A loose, dirty crack that would actually be a fair amount of fun if cleaned up.

Start in the gully just below (to the right of) the bolted line Nine in Black. Scramble/climb up ten or fifteen feet to a sloping ledge to where it starts to make sense to put in some protection. Continue up the crack, mostly using edges on the face and placing pro where it makes sense. Use care in selecting holds, because there is a lot of loose stuff.

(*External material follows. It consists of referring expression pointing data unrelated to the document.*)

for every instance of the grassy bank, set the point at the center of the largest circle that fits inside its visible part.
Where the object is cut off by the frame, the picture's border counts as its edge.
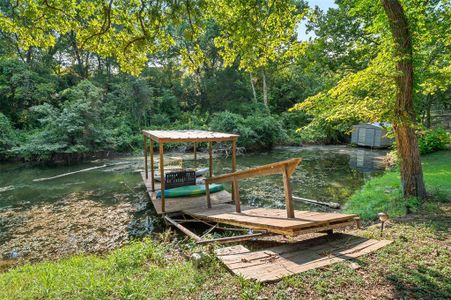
(415, 265)
(383, 194)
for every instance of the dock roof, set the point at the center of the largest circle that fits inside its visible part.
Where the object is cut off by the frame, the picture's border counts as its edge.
(175, 136)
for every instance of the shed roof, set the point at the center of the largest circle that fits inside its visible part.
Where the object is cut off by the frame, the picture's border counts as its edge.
(175, 136)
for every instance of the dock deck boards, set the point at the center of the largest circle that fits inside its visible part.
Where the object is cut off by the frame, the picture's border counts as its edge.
(270, 219)
(181, 203)
(274, 263)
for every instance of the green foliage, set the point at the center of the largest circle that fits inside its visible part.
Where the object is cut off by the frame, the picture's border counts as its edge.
(136, 271)
(259, 131)
(7, 135)
(433, 140)
(75, 127)
(383, 194)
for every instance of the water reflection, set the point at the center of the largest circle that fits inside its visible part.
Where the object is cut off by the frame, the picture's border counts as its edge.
(116, 193)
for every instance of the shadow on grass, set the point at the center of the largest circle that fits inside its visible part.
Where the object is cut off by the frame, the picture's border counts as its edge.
(421, 284)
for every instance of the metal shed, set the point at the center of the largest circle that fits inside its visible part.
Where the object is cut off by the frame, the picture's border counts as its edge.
(371, 135)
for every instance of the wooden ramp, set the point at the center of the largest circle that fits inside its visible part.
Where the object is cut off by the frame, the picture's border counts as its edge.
(275, 263)
(182, 203)
(272, 220)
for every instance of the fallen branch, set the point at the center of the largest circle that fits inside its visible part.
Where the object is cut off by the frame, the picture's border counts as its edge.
(329, 204)
(67, 174)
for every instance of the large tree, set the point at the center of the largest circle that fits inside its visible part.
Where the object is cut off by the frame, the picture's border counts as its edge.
(252, 34)
(404, 114)
(384, 89)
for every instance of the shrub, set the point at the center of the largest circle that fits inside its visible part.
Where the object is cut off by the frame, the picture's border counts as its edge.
(7, 135)
(433, 140)
(75, 127)
(259, 131)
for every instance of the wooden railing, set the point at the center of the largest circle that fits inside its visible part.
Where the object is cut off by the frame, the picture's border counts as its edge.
(286, 168)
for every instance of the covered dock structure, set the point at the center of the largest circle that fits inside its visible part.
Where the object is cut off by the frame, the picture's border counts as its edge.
(224, 207)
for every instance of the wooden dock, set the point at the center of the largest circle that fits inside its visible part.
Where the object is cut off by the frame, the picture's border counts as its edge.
(271, 219)
(223, 211)
(274, 263)
(181, 203)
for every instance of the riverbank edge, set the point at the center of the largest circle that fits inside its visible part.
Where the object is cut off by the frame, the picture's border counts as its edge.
(414, 266)
(383, 193)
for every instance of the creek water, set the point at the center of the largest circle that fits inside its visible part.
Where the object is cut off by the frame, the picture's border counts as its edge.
(100, 209)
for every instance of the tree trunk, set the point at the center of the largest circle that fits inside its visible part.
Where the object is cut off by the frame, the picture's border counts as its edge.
(265, 89)
(428, 111)
(254, 93)
(404, 121)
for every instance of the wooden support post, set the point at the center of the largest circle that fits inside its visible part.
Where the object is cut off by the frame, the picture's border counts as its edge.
(195, 154)
(288, 193)
(162, 176)
(152, 166)
(184, 229)
(236, 194)
(210, 158)
(145, 156)
(207, 193)
(233, 167)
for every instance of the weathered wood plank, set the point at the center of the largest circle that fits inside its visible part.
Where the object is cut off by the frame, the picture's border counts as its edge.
(176, 136)
(272, 220)
(269, 169)
(179, 204)
(277, 262)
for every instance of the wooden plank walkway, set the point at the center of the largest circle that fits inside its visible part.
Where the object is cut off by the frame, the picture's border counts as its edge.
(182, 203)
(275, 263)
(272, 220)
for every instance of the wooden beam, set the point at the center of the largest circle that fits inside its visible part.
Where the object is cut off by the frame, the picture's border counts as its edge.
(288, 193)
(145, 157)
(184, 229)
(236, 238)
(162, 177)
(210, 158)
(195, 153)
(269, 169)
(236, 195)
(233, 166)
(152, 166)
(207, 194)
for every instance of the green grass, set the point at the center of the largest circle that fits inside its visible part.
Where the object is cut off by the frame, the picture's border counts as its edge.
(137, 271)
(415, 266)
(383, 194)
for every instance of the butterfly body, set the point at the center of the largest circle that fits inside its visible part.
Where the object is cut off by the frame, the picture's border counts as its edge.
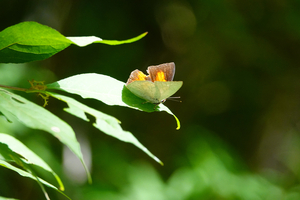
(155, 87)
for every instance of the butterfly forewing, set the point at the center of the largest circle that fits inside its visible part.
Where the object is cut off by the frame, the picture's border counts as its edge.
(167, 70)
(145, 90)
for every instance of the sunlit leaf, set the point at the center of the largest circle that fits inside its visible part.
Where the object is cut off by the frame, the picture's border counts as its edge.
(29, 156)
(84, 41)
(31, 41)
(16, 107)
(104, 122)
(106, 89)
(26, 174)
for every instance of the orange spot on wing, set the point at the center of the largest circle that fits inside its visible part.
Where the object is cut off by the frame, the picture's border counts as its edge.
(160, 76)
(141, 76)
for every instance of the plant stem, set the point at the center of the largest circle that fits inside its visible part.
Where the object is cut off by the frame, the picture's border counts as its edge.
(14, 88)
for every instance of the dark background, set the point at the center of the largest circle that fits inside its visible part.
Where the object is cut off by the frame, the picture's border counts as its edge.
(239, 62)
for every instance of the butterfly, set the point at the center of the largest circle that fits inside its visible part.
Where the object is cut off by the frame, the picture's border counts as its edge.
(155, 87)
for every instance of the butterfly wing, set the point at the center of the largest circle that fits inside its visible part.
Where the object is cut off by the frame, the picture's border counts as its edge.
(167, 89)
(163, 72)
(145, 90)
(137, 75)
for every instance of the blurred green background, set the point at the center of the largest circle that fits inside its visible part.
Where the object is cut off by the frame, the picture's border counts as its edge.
(240, 119)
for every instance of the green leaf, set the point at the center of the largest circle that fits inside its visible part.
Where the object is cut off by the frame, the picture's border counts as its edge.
(16, 107)
(26, 174)
(108, 90)
(30, 41)
(30, 157)
(104, 122)
(84, 41)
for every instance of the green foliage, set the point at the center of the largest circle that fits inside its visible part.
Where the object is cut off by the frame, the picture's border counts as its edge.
(30, 41)
(96, 86)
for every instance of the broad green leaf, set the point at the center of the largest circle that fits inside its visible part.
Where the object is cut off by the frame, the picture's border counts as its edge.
(30, 157)
(108, 90)
(16, 107)
(84, 41)
(26, 174)
(104, 122)
(30, 41)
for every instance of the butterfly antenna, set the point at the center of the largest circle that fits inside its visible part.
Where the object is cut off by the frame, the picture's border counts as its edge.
(174, 99)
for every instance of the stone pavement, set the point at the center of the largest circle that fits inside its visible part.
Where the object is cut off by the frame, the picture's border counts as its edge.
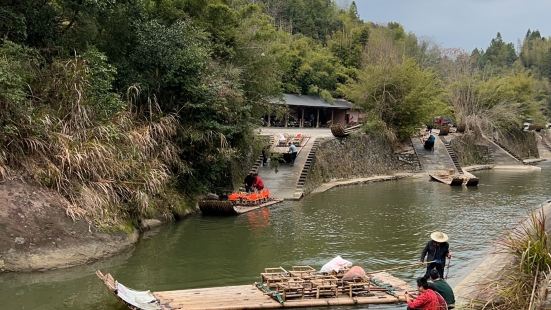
(283, 183)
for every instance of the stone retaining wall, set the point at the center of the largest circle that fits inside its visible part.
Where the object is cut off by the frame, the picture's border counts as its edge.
(356, 156)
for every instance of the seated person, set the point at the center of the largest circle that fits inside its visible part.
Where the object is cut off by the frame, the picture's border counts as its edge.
(258, 184)
(442, 287)
(429, 143)
(249, 182)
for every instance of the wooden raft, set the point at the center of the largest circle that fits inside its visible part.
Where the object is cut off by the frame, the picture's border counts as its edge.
(223, 208)
(452, 179)
(251, 297)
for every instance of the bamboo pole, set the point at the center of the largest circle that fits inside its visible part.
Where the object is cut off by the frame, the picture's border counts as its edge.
(401, 267)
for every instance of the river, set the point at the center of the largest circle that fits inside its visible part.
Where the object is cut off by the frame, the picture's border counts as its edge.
(377, 226)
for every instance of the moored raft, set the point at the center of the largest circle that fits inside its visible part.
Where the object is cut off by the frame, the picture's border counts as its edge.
(237, 203)
(290, 291)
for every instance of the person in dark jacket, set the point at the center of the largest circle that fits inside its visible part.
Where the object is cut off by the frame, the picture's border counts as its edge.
(258, 183)
(442, 287)
(436, 251)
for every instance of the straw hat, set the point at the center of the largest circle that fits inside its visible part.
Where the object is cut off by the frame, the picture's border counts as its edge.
(439, 236)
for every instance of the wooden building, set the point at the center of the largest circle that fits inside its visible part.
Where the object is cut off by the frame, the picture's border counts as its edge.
(312, 111)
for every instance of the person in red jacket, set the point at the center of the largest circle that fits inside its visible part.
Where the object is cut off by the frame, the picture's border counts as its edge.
(258, 184)
(427, 299)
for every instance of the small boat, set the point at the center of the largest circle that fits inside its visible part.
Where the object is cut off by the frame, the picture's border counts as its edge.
(237, 203)
(300, 287)
(452, 180)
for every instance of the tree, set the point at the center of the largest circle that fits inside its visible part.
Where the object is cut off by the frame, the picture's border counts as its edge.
(401, 95)
(499, 54)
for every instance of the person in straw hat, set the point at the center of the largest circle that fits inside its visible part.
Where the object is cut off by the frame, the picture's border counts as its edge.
(435, 252)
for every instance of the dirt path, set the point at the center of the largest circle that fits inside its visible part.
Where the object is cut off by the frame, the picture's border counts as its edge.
(36, 233)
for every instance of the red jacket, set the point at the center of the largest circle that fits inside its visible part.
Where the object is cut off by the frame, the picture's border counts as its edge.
(428, 300)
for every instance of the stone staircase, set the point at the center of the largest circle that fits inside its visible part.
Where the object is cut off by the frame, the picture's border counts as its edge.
(507, 150)
(258, 162)
(545, 143)
(415, 159)
(308, 165)
(453, 156)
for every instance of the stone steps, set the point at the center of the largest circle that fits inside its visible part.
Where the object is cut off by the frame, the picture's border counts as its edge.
(453, 156)
(308, 165)
(258, 162)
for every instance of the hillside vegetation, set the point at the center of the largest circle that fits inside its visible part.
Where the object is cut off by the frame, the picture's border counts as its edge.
(130, 108)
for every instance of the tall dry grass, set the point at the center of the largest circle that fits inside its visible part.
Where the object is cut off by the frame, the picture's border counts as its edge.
(112, 167)
(530, 245)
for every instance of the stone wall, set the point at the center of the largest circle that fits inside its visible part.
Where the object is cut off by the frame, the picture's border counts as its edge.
(356, 156)
(471, 150)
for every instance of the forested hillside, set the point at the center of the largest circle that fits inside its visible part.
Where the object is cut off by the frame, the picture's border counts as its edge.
(127, 107)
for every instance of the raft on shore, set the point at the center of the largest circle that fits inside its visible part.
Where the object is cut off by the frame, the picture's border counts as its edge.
(451, 179)
(237, 203)
(298, 288)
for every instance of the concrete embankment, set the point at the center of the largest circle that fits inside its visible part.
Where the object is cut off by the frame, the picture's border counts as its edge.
(357, 159)
(483, 284)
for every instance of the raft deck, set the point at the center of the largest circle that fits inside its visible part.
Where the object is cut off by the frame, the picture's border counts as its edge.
(225, 208)
(251, 297)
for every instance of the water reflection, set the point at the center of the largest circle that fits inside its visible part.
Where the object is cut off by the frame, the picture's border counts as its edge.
(380, 225)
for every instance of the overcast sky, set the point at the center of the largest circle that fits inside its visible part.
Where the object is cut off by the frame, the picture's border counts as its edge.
(461, 23)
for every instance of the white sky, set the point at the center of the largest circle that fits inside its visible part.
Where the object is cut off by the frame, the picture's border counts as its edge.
(461, 23)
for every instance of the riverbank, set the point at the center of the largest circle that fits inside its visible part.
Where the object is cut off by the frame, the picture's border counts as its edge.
(37, 233)
(486, 282)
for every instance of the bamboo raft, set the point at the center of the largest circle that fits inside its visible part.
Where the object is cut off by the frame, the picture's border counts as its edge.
(300, 287)
(226, 208)
(466, 179)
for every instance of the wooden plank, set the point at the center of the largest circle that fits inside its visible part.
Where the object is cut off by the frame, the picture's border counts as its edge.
(242, 209)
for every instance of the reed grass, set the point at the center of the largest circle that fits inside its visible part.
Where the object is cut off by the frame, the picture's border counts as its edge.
(112, 167)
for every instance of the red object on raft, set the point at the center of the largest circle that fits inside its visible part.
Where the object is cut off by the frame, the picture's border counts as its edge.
(249, 198)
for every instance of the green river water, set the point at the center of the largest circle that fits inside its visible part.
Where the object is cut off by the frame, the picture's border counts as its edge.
(377, 226)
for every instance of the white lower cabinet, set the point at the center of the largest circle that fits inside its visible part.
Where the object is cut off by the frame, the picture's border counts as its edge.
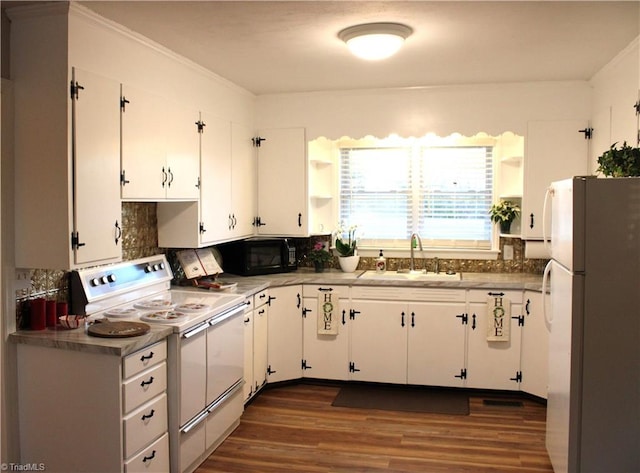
(248, 349)
(111, 411)
(256, 319)
(284, 333)
(407, 335)
(494, 364)
(397, 335)
(325, 355)
(535, 346)
(378, 342)
(436, 342)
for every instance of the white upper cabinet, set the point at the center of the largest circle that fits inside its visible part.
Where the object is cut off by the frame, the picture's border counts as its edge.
(160, 148)
(243, 181)
(282, 182)
(225, 209)
(96, 199)
(554, 150)
(215, 165)
(183, 152)
(67, 173)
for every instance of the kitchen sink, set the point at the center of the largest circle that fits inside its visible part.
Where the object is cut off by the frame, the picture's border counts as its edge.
(410, 276)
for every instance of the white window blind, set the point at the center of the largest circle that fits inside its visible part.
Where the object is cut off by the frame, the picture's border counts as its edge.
(442, 193)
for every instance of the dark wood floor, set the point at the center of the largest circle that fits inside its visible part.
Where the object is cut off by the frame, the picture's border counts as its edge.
(295, 429)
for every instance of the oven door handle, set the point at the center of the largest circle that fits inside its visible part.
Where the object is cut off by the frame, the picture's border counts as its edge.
(195, 330)
(226, 315)
(195, 421)
(226, 395)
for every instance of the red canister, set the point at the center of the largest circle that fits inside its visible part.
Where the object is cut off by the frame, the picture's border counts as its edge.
(52, 318)
(62, 309)
(37, 314)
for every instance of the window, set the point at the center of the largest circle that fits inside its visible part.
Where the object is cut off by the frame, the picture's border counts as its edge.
(443, 193)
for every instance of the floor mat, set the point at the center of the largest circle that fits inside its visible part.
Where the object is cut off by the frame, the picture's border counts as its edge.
(403, 398)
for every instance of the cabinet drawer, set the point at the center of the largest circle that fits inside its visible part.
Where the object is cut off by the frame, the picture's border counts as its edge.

After passing though the chossiest, dirtiest sections, a larger corner crack opens up that allows a bit of liebacking. Shortly thereafter, the crack heads left under a roof. Traverse left, following the crack until you can join up with the bolt line from Nine in Black. Head for the anchors.

Location

After reaching the lower, south-facing buttress containing the original, 5.6 first pitch of Lord of the Slings, continue around to the left looking for a bolted line on the wall to your right. To the right of the bolted line is a dirty crack with a fair amount of vegetation to the crack's right, and a bit of vegetation in the crack itself. The crack runs up and then breaks left under a roof.

Protection

Draws/slings for two or three bolts, plus the equivalent of #.5, #.75, 2x #1, 2x #2, 2x #3, 2x #4 C4s, plus slings. A couple of large nuts might come in handy as well.

Photos

Darren Knezek
5.6 PG13
Darren Knezek  
5.6 PG13
I really liked this pitch and would give it a lot of stars if it was cleaned a lot better. Mostly a really cool hand crack that gobbles up 2.5" cams. There's not much like it, in all of Rock Canyon.